Convolutional neural networks Flashcards
Sources: https://www.youtube.com/watch?v=KuXjwB4LzSA
What does CNN stand for in the context of neural networks?
Convolutional Neural Network
True or False: Convolutional layers are primarily used for processing sequential data.
False
What is the primary purpose of a convolutional layer in a CNN?
To extract features from the input data.
Fill in the blank: A convolutional neural network typically consists of convolutional layers, pooling layers, and ________ layers.
fully connected
What operation is performed by the pooling layer in a CNN?
Downsampling the feature maps.
What is a common type of pooling used in CNNs?
Max pooling
What does a filter (or kernel) do in a convolutional layer?
It slides over the input data to produce feature maps.
True or False: CNNs are exclusively used for image data.
False
What is the role of the activation function in a CNN?
To introduce non-linearity into the model.
Name one commonly used activation function in CNNs.
ReLU (Rectified Linear Unit)
What is the purpose of dropout in a CNN?
To prevent overfitting.
How does a CNN differ from a traditional neural network?
CNNs use convolutional layers to process data with spatial hierarchies.
What is the term for the process of adjusting the weights in a CNN during training?
Backpropagation
Fill in the blank: The output of a CNN is often fed into a ________ layer for classification tasks.
softmax
What is the significance of ‘stride’ in a convolutional operation?
It determines how much the filter moves across the input data.
True or False: Increasing the number of filters in a convolutional layer increases the model’s capacity to learn features.
True
What does ‘padding’ do in a convolutional layer?
It adds extra pixels around the input to control the spatial size of the output.
What is transfer learning in the context of CNNs?
Using a pre-trained model on a new but related task.
Which architecture is known for its use of CNNs in image classification?
AlexNet
What is a common dataset used for training CNNs in image recognition tasks?
ImageNet
What is the purpose of batch normalization in CNNs?
To stabilize and accelerate training by normalizing the inputs of each layer.
Fill in the blank: The final layer of a CNN for binary classification typically uses a ________ activation function.
sigmoid
What is the main advantage of using CNNs over traditional machine learning methods for image processing?

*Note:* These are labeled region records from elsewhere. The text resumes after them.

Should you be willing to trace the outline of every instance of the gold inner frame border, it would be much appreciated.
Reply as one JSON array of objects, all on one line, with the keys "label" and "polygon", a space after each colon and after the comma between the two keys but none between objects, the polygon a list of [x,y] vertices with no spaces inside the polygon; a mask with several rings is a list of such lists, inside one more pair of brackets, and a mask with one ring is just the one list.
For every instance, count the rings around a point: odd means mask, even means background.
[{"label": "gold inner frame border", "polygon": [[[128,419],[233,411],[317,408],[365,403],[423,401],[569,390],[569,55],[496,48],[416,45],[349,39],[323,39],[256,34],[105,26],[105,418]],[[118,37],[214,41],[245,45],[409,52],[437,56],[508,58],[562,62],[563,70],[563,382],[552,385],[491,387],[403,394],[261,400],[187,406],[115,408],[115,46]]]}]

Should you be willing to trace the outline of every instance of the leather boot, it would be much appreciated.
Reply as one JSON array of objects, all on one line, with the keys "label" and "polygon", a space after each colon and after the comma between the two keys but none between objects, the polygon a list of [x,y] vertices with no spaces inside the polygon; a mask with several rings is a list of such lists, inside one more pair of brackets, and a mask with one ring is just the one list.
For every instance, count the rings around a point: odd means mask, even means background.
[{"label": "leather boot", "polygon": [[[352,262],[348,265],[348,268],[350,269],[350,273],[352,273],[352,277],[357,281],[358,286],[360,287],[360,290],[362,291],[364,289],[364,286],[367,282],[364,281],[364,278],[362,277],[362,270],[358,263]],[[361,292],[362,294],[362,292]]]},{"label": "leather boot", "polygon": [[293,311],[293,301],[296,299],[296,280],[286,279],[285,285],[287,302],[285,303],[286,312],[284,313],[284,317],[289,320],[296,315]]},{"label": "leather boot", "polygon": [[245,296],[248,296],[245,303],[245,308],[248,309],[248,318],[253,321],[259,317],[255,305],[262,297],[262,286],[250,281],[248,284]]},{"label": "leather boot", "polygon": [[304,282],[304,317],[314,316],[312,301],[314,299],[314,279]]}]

CNNs automatically learn hierarchical feature representations from raw data.
True or False: Convolutional layers can only process 2D data.
False
What is the purpose of using multiple layers in a CNN?
To capture increasingly complex features at different levels of abstraction.
How can you think of a (discrete) convolution between 2 arrays?
Flip one of the arrays and offset them: each value of the convolution is a multiplication and sum the overlapping values.
What are two examples of where discrete convolution can be used?
- Add up two discrete probability distributions
- Compute the moving average of a list of numbers (average of data inside a window)
What are some examples of discrete convolutions in image processing?
- Blurring
- Weighted blurring (e.g. w Gaussian distributed window)
- Edge detection
What is the convolution of 2 polynomials?
Finiding the polynomial product of the 2 input polynomials
What is a O(N\log(N)) way to compute discrete convolutions?
FFT of the two numbers, multiplication and FFT^(-1)
How does the convolution of polynomials relate to the convolution of numbers?
The numbers can be treated as coefficients of polynomials, which can be sampled as many times as the degree. Multiply together the samples and solve the linear system to find the coefficients of the product polynomials. Those coefficients are the convolution of the original 2 numbers.
Cost: O(N^2)
What is the problem with processing images with fully-connected NNs?
That the image must be flattened, which destroys the structure and relations between pixels.
What does it mean that NNs are hierarchical?
That at each layer they produce a hierarchy of features.
How can you extract different features from an image?
By changing the features (kernels)
What is learned during training of a CNN?
The weights of the filters.
Why pooling?
Covering larger portions of the mapped images -> Getting more “macro” features.
Why the fully-connected layer at the end of a CNN?
To go from a feature set to probabilities of the classes (finally apply SoftMax).
Why does the output of a convolutional layer on a 2D image is generally 3D?
Because it can apply more than one filter (3rd dim = number of filters)
What is the stride of a convolutional layer?
The slide step.
What is the receptive field of a convolutional layer?
The locations in the previous layer that a node in the current layer is connected to.